Habilitation

I defended my Habilitation in July, 2021. The memoir, entitled Many Models for Water Waves, attempts (and obviously fails) at providing a comprehensive overview of several standard and less-standard of models for the propagation of surface gravity waves, interfacial waves or internal waves.

The motivation for preparing this Habilitation was triggered some time ago as I realized that several distinct projects of my own, when pieced together and added to the existing litterature, could provide a somewhat consistent story. It took several years to complete the few “little things” that remained to be settled, and then the incentive of supervising a (second) PhD student to actually put an end to the overambitious project.

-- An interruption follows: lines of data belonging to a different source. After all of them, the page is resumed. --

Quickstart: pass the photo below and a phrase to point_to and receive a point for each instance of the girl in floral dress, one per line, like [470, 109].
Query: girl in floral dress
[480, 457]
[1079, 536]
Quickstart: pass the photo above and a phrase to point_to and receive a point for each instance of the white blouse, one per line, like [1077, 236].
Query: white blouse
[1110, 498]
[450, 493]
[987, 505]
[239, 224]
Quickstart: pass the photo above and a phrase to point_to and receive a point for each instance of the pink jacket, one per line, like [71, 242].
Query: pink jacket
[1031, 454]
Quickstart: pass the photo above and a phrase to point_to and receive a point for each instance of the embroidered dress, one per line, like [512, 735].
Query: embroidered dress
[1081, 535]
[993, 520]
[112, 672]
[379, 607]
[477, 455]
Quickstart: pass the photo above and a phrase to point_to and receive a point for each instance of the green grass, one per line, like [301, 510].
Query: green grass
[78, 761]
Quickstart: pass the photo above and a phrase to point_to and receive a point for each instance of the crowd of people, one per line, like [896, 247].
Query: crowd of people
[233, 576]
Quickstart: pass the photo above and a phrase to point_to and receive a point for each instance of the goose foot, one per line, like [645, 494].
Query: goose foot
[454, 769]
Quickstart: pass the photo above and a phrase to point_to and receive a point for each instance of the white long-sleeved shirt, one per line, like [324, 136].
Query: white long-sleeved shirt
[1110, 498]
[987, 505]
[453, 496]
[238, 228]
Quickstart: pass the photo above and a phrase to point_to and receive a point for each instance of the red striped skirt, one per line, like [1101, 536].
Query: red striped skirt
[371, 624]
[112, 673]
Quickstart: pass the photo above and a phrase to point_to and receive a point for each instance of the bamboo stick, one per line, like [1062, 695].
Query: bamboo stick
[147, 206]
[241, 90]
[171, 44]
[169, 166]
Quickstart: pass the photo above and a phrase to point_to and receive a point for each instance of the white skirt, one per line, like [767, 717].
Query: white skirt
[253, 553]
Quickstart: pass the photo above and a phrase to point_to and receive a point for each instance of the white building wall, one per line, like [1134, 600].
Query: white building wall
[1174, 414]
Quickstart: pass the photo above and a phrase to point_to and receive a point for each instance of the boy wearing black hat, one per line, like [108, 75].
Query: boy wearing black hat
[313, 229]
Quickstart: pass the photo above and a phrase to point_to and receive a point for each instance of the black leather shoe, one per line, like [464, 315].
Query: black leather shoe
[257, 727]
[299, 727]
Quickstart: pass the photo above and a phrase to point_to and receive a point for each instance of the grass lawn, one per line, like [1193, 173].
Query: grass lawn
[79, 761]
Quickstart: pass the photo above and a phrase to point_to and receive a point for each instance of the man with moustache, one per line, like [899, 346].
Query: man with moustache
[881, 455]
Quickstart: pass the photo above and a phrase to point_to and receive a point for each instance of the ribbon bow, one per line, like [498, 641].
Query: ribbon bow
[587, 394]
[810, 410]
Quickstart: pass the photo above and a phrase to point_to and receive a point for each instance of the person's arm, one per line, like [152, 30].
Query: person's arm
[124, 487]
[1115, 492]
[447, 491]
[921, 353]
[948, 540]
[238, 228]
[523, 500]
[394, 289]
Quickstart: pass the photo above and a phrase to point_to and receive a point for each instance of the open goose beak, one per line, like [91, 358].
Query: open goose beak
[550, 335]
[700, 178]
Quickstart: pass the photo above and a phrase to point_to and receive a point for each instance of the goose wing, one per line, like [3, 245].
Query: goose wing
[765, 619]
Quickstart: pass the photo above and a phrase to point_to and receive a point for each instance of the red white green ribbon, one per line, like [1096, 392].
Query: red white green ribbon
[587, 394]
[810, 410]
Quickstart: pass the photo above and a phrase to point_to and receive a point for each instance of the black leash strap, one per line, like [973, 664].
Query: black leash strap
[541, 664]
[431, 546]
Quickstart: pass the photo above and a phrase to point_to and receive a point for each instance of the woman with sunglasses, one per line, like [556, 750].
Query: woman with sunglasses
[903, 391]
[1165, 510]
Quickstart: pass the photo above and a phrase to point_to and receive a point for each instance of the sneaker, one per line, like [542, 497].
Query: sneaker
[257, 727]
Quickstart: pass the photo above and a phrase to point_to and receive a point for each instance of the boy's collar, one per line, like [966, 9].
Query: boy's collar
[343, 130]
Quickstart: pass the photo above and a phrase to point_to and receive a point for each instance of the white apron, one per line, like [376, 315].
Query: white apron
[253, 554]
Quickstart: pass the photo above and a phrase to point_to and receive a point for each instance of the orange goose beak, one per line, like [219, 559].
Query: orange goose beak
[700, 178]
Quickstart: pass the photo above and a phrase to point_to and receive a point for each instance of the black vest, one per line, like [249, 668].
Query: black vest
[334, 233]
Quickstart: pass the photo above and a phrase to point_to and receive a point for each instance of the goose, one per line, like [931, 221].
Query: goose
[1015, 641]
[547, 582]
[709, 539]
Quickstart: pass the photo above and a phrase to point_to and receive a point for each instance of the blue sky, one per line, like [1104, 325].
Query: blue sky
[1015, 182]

The memoir is an effort at unifying the theory on several (classes of) models, and can be thought as building upon the book of David Lannes.¹ However there is less emphasize at the water waves system (although the necessary results are quickly recalled), and more at the models derived from it. Its scope is also enlarged as it includes

• “improved” non-hydrostatic models such as the fully dispersive version of the Green-Naghdi system;²
• higher-order models, including
  • two families built from Friedrichs-type expansion, and in particular the ones described by Matsuno;³
  • several families built from variational principles, including “multilayer” models,⁴ the models of Isobe-Kakinuma,⁵ Klopman, van Groesen, and Dingemans,⁶ or Athanassoulis and Belibassakis;⁷
• models for interfacial waves,
  • in the hydrostatic framework, describing my results on the rigid-lid assumption and Boussinesq approximation
    for weak density contrasts;⁸
  • in the non-hydrostatic framework, extending the Green-Naghdi⁹ and Isobe-Kakinuma¹⁰ models to the bilayer framework;
• a small take at internal waves for stratified fluids in the hydrostatic framework.

For each of the models, I try to present the state of the art considering their rigorous justification as asymptotic models for water waves : at least their precision in the sense of consistency, and the complete justification when possible. Their Hamiltonian structure and conserved quantities are underlined. A modal analysis and discussion at solitary waves is provided when results are known. Finally, many open questions are put forward.

I also wanted to include a few words on numerical aspects, and specifically the Fourier pseudo-spectral approach (described here) which provides a very efficient way to treat and compare all these systems (in idealized situations) in a unified manner. Together with P. Navaro, we have implemented many of these models in a Julia package: WaterWaves1D.jl.